Loneliness

Matthew 8:19-20 — And a certain scribe came, and said unto him, Master, I will follow thee whithersoever thou goest. And Jesus saith unto him, The foxes have holes, and the birds of the air have nests; but the Son of man hath not where to lay his head.

Loneliness is a terrible condition. Not solitude … which is sometimes a wonderful balm to the soul, but that feeling of being alone, unsupported, unwanted even. So how are you feeling right now? If you are lonely right now, I have good news for you. You are in the best of company!
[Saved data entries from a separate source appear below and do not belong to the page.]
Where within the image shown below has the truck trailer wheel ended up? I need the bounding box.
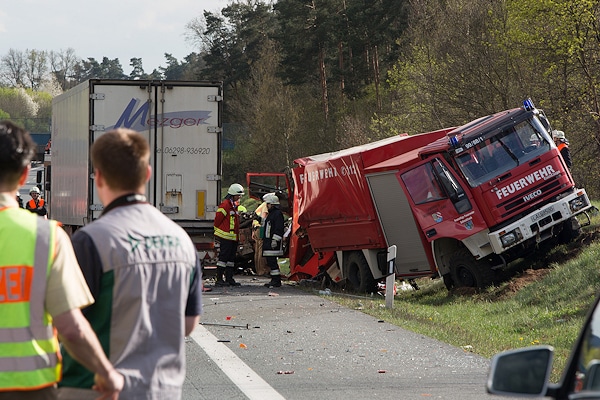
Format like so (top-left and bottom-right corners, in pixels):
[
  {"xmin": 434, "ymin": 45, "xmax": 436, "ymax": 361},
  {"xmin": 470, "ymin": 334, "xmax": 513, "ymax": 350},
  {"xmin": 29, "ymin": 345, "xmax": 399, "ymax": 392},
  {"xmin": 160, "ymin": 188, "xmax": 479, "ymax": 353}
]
[
  {"xmin": 345, "ymin": 252, "xmax": 377, "ymax": 293},
  {"xmin": 449, "ymin": 249, "xmax": 494, "ymax": 289}
]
There is no doubt in my mind that there were times when Jesus was lonely.
Some of my certainty has no scriptural basis. It has no better basis than common sense. Do you think the young Jesus was a popular kid? I don’t. The playmate who NEVER sinned? The one moms said “Don’t play with” because of the questionable circumstances of His birth? That child was the outsider.
I do have some Biblical basis for my belief in Jesus’s loneliness though. The man who had nowhere to lay His head sound lonely. The leader who said to His closest followers, “Will ye also go away?” (John 6:67) was lonely. The man of whom Isaiah said, “He is despised and rejected of men; a man of sorrows, and acquainted with grief: and we hid as it were our faces from him; he was despised, and we esteemed him not.” (Isaiah 53:3) — He was lonely. So you’re in good company.
Of course, you’re not just in good company because Jesus was lonely too. You’re in good company because He is the best and most reliable of companions. There’s a beautiful hymn written In the eighteenth century by German mystic Gerhard Tersteegen. It starts and ends (I left out the seven middle verses!):

Art thou weary, sad, and lonely All thy summer past? One remaineth, and One only– Hear His Voice at last.
Voice that called thee all unheeded, Love that knocked in vain; Now, forsaken, dost thou need it? Hear that Voice again. …
…”Sorrow, sin, and desolation, These thy claim to Me; Love that won thee full salvation, This My claim to thee.
“Soul, I knock, I stand beseeching, Turn me not away;Heart that craves thee, love that needs thee– Wilt thou say Me nay?”

It’s beautiful. It says so clearly that Jesus longs to be the answer to loneliness. It’s almost as though He’s saying “I will always be lonely — until you come to me”. Are you lonely? There is a friend that is closer than a brother.